Sous le choc de l’agression, le « système émotionnel des victimes va être modifié ». Résultat ? « Quand la victime raconte ce qui lui est arrivé, elle n’aura pas forcément les émotions ‘attendues' », explique Carole Azuar.
La mémorisation de l’agression elle-même ne va pas se faire de façon normale, ajoute la neurologue :

« Au lieu d’être enregistré dans l’hippocampe, le souvenir va être enregistré au sein de l’amygdale qui est une structure émotionnelle. [La victime] va enregistrer les couleurs, les odeurs, les sensations de manière très violente, mais elle ne va pas enregistrer le caractère temps-espace de manière précise »

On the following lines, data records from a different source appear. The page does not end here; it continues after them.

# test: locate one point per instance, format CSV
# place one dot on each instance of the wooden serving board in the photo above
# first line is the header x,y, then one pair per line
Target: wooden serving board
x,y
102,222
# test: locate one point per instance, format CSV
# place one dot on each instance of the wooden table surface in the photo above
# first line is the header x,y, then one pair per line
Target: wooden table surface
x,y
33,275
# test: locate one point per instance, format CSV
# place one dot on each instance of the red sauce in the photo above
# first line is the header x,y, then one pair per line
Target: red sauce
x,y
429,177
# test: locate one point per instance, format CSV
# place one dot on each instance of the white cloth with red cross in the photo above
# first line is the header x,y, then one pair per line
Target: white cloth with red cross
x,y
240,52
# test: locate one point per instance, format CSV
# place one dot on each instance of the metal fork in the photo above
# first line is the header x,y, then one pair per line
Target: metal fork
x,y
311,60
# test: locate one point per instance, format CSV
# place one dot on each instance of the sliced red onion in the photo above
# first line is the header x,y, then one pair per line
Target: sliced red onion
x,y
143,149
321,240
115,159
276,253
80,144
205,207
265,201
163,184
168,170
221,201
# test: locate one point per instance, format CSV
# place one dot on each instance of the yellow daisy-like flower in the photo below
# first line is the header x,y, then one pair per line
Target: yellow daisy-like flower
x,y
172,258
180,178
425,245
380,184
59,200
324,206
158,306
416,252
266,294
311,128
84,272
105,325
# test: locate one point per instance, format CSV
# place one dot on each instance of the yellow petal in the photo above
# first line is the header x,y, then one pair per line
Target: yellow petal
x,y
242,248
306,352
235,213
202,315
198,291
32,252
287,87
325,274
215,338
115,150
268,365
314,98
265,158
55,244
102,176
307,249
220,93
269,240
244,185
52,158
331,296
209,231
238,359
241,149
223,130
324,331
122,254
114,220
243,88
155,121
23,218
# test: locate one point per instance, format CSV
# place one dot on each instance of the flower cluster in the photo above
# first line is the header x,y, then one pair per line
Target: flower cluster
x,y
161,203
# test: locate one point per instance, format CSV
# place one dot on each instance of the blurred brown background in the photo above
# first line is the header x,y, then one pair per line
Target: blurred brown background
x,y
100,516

Carole Azuar, neurologue, 18 janvier 2018

Par conséquent, les souvenirs « seront peu précis », insiste la spécialiste.
La neurologue a notamment traité le cas de Flavie Flament, qui affirme avoir été violée pendant son adolescence mais qui dit n’avoir retrouvé le souvenir de son viol qu’en 2009, soit vingt-deux ans après les faits : « Flavie Flament avait une atrophie de l’hippocampe très visible, je ne m’attendais pas à trouver ça à l’échelle d’un individu », note la neurologue.

Vers un « faisceau de preuves » ?

Cette atrophie de l’hippocampe constitue-t-il pour autant des preuves qui pourront aider les victimes en justice ? Oui et non, explique Carole Azuar, alors que les députés s’interrogent sur l’opportunité d’allonger la prescription des crimes sexuels sur mineurs à trente ans après leur majorité (contre vingt ans aujourd’hui).
Bonne nouvelle en tout cas : plusieurs marqueurs neurologiques peuvent désormais être mobilisés pour prouver la réalité d’un stress post-traumatique. « Probablement, la médecine va avancer et on va pouvoir aller vers un faisceau de preuves », imagine Carole Azuar. Reste que les enquêteurs auront toujours à faire « le lien avec la cause de ce stress », qui pourrait être d’un tout autre ordre…

Dans ces conditions, on comprend mieux la difficulté pour une victime de livrer un premier témoignage suivant le viol. D’autant que les policiers ou gendarmes ont encore une grosse marge de progression dans l’accueil des victimes, ont reconnu leur hiérarchie à la fin de l’année dernière.